9782743613662

  • De la clemence

    Sénèque

    • Rivages
    • 16 Septembre 2005

    Le traité De la clémence été écrit par Sénèque au commencement du règne de Néron et s'adresse directement au jeune empereur. En tant que philosophe-précepteur, Sénèque y prodigue une série de suggestions pour que le souverain, détenteur à l'époque d'un pouvoir illimité, ne se transforme
    pas en tyran. La clémence s'avère alors une vertu cardinale, que Sénèque va soigneusement distinguer de ce vice qu'est à ses yeux la miséricorde. Il ne s'agit pas en effet de tout pardonner ou de laisser les crimes impunis, marque de faiblesse de la part d'un souverain, mais d'éviter la cruauté, c'est-à-dire la multiplication démesurée de la souffrance du coupable. La clémence se
    définit donc comme "la tempérance dans les peines requises". Alternant exemples historiques et préceptes philosophiques, Sénèque utilise toutes les ressources de sa rhétorique pour orienter les dispositions du nouveau César vers ce qu'il estime être la voie d'un gouvernement sage.
    Le moins que l'on puisse dire, à la lecture de la vie de Néron par Suétone, est que ce projet n'est pas exactement parvenu a exécution. Apres avoir évoqué les actes louables ou inoffensifs de l'empereur, assez peu nombreux, le biographe énumère ses frasques et ses violences.
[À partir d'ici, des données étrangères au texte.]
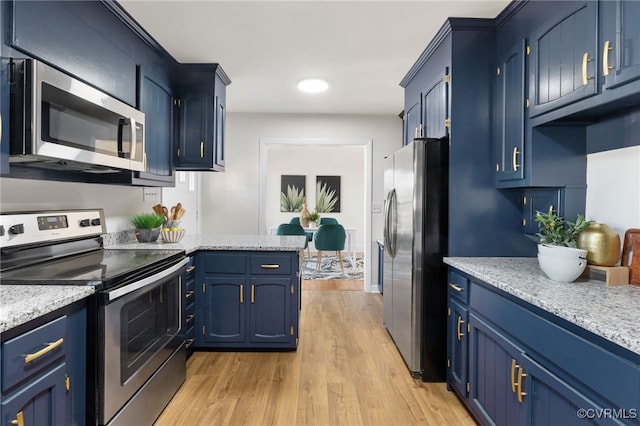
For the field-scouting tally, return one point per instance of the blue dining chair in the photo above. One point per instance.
(332, 237)
(328, 221)
(293, 229)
Plus soucieux de faire valoir ses talents de chanteur, d'acteur ou de conducteur de char que de gouverner un empire, Néron semble en effet avoir fait du caprice une règle de vie, au mépris total de l'exigence de tempérance affirmée par Sénèque. L'épisode fameux de l'incendie de Rome symbolise au mieux cette volonté de laisser son empreinte par un acte aussi spectaculaire que destructeur. C'est donc au plus grand soulagement de ses sujets que ce souverain mourut "sans ami ni ennemi".